Even countries that were for so long out of the global trend are now strongly part of this movement. As a consequence, opportunities for conflicts and for negotiation dramatically increase and intercultural encounters are multiplied. Concerns for the common heritage of our planet, such as scarce resource management and threats to the environment, nuclear proliferation, natural disasters, danger of wars, also contribute to getting people of all countries to meet and seek solutions.With the modern media and the growing interdependence between nations, the visibility of national cultures has been considerably increased. In turn, two contrasting trends could be considered: either this interdependence will lead to relationships transcending the bounds of culture or to people becoming more sensitive towards the differentiating effects of cultures.
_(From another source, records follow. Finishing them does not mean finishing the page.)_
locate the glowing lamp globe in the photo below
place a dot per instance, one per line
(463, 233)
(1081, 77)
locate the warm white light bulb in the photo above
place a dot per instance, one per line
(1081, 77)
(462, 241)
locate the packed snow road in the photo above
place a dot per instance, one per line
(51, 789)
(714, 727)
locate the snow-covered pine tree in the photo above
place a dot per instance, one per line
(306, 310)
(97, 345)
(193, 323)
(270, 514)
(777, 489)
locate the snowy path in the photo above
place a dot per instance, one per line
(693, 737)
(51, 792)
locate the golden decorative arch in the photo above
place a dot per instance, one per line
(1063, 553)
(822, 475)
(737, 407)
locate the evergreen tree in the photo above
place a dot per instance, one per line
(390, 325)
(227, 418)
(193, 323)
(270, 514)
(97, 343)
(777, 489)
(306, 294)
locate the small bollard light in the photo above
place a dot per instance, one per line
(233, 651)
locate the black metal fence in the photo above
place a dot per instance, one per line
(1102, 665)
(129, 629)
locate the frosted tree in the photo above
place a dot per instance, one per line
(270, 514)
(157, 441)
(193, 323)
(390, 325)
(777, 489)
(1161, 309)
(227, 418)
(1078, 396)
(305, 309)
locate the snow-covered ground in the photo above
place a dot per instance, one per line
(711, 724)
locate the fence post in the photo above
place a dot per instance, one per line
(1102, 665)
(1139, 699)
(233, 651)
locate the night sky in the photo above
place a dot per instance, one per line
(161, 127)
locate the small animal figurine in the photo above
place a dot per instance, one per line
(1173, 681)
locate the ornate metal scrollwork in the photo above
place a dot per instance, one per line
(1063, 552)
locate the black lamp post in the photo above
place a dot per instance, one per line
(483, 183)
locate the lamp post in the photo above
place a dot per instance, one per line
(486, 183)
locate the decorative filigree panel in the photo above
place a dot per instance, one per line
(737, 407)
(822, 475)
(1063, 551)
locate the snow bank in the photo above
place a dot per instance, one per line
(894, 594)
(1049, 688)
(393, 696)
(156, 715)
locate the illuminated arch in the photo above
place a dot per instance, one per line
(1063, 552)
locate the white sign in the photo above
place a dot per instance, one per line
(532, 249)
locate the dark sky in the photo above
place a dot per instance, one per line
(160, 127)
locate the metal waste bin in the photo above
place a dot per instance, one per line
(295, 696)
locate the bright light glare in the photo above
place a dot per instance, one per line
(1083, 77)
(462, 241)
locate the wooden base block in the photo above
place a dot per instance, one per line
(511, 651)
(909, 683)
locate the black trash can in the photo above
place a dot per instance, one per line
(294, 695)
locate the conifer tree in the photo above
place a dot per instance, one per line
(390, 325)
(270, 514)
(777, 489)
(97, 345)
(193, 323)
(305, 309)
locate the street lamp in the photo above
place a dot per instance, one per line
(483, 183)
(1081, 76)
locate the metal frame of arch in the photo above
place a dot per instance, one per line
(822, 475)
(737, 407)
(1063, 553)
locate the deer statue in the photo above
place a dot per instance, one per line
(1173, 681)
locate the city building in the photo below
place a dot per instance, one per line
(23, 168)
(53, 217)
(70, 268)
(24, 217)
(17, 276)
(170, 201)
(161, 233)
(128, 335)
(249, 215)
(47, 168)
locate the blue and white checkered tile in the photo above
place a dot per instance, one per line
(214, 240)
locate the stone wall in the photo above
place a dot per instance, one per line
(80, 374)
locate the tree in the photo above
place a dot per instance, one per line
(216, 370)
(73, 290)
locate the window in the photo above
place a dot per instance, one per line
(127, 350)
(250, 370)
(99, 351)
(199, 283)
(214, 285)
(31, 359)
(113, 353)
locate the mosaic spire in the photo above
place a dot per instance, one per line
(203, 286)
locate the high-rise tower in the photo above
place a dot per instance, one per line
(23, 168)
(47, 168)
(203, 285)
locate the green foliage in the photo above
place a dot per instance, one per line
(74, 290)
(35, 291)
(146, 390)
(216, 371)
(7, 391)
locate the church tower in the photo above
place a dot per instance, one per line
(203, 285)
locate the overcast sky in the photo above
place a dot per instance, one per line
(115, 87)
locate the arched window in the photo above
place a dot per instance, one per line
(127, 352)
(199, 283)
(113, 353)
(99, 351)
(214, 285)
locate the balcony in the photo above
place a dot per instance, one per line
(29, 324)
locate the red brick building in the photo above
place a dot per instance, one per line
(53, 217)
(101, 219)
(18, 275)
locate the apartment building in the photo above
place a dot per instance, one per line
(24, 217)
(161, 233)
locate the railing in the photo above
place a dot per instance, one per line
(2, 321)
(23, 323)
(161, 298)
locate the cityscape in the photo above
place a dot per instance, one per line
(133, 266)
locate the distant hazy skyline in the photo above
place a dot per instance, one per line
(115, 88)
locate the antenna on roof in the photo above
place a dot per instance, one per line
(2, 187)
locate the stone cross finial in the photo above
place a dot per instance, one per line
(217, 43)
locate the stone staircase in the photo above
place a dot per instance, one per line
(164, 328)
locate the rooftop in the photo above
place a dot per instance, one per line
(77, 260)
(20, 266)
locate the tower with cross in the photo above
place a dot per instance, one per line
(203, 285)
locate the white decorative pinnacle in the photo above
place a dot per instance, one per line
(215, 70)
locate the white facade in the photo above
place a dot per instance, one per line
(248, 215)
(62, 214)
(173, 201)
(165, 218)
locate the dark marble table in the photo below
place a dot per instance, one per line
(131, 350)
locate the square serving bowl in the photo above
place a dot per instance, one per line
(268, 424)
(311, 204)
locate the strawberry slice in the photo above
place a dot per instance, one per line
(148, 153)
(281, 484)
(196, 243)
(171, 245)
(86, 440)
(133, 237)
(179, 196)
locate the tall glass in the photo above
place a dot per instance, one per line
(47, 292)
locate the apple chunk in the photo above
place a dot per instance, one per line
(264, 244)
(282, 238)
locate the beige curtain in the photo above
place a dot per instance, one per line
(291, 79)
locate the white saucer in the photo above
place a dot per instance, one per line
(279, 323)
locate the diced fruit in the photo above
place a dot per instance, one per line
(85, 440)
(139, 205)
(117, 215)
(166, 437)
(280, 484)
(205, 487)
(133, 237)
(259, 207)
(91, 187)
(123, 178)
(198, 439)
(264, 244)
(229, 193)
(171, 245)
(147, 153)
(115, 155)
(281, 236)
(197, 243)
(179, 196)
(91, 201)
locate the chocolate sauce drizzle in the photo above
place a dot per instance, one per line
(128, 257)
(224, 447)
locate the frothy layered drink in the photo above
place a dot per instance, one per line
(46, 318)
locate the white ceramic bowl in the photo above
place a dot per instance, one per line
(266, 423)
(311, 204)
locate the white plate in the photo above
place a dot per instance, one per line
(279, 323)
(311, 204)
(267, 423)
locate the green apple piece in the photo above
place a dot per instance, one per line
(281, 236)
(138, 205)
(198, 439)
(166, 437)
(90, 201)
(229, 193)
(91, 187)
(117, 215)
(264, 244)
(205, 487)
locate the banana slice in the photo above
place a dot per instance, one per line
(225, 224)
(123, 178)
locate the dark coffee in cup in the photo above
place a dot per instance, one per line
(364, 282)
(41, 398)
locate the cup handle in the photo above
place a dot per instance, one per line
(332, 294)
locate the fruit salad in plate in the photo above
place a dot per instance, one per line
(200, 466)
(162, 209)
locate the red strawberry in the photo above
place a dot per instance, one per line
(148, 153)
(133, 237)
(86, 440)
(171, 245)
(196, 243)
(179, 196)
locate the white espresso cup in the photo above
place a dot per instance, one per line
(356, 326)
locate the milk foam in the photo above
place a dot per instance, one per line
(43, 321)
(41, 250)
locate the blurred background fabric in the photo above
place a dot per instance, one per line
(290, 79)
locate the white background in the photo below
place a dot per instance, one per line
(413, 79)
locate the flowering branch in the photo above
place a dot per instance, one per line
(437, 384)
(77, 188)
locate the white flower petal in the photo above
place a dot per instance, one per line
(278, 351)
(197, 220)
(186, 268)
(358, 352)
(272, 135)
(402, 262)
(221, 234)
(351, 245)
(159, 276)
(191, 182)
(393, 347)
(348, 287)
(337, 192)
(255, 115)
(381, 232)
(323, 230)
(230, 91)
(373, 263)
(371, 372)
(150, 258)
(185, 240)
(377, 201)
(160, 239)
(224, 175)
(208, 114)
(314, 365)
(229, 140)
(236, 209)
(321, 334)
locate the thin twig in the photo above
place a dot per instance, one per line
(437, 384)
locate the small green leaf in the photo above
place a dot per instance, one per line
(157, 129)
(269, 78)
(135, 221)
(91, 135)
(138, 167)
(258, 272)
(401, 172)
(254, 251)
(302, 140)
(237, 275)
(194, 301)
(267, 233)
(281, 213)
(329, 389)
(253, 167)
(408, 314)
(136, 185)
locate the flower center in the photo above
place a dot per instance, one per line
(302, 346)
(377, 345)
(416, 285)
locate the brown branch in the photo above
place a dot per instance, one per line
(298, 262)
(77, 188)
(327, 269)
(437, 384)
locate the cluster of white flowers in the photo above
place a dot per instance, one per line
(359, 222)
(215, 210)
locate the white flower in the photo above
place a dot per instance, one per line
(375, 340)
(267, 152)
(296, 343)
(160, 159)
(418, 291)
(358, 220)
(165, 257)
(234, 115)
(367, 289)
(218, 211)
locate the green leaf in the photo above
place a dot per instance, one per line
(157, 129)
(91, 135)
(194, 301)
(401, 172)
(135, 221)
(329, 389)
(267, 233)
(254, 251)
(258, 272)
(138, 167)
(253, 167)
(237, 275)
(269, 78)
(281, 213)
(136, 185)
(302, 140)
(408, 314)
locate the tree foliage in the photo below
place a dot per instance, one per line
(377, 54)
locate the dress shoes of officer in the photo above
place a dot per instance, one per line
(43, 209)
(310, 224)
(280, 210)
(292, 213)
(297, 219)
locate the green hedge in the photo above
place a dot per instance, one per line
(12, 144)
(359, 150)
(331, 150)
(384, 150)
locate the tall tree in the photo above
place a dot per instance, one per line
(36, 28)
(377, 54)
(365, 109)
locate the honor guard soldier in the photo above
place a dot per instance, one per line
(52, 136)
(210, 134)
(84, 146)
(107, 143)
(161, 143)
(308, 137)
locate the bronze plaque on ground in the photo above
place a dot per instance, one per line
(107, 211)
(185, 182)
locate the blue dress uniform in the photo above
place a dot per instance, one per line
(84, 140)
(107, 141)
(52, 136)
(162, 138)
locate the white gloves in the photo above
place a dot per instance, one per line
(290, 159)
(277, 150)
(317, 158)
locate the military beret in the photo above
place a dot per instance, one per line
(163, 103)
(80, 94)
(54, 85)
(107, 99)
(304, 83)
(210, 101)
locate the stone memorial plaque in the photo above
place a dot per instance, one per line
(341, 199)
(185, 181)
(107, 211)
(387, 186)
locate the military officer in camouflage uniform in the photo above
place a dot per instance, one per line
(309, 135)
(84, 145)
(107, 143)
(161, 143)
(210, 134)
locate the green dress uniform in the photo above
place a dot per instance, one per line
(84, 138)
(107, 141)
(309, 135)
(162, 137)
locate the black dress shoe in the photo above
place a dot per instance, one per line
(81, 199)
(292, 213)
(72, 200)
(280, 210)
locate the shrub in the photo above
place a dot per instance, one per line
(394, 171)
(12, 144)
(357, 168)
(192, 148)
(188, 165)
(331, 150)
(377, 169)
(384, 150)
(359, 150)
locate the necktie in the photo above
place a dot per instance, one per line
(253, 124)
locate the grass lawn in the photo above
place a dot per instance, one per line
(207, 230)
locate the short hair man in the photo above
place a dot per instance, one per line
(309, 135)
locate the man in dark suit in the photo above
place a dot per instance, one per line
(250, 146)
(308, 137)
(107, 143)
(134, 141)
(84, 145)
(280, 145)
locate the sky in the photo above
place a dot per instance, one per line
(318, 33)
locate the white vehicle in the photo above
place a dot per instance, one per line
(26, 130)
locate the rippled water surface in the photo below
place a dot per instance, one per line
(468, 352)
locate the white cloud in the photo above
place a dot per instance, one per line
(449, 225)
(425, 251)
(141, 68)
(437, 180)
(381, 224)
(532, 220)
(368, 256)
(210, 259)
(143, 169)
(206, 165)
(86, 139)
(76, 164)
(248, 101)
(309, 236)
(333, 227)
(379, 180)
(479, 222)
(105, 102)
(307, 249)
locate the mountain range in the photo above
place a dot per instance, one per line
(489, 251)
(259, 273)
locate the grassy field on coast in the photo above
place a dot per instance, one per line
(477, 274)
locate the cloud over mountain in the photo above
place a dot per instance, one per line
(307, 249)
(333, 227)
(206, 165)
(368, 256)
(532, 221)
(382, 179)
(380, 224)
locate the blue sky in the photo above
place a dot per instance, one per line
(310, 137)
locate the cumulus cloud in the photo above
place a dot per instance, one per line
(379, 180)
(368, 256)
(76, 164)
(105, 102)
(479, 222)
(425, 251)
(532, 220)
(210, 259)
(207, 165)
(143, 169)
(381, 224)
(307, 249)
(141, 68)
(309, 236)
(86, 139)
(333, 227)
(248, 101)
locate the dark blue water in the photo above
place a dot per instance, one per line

Understanding a negotiation is to apprehend the sense that actors attach to their actions and the significance they give to what they observe. Many events that take place in a negotiation cannot be explained by a theory such as that of rational choice because from one culture to another, rationality is developed through different ways and processes, sometimes integrating intangible interests, turning intercultural negotiation into a very complex process.
The current intellectual challenge is to grasp in its functional aspect the quicksilver concept of culture and to analyze under which circumstances it becomes a causal variable. Then, the subsequent point is to shed light on how and with what consequences this happens. In addition, the encounter between two or more cultures takes research to another level of complexity: what may come out of this uncertain chemistry, of this “correlation of cultures”?
This query on the role of culture and its distinctive effects may bear another fruit than mere knowledge. It could help to build predictive instruments concerning negotiators’ behaviors and provide means for a better control of the conflict resolution process and subsequently of its outcome.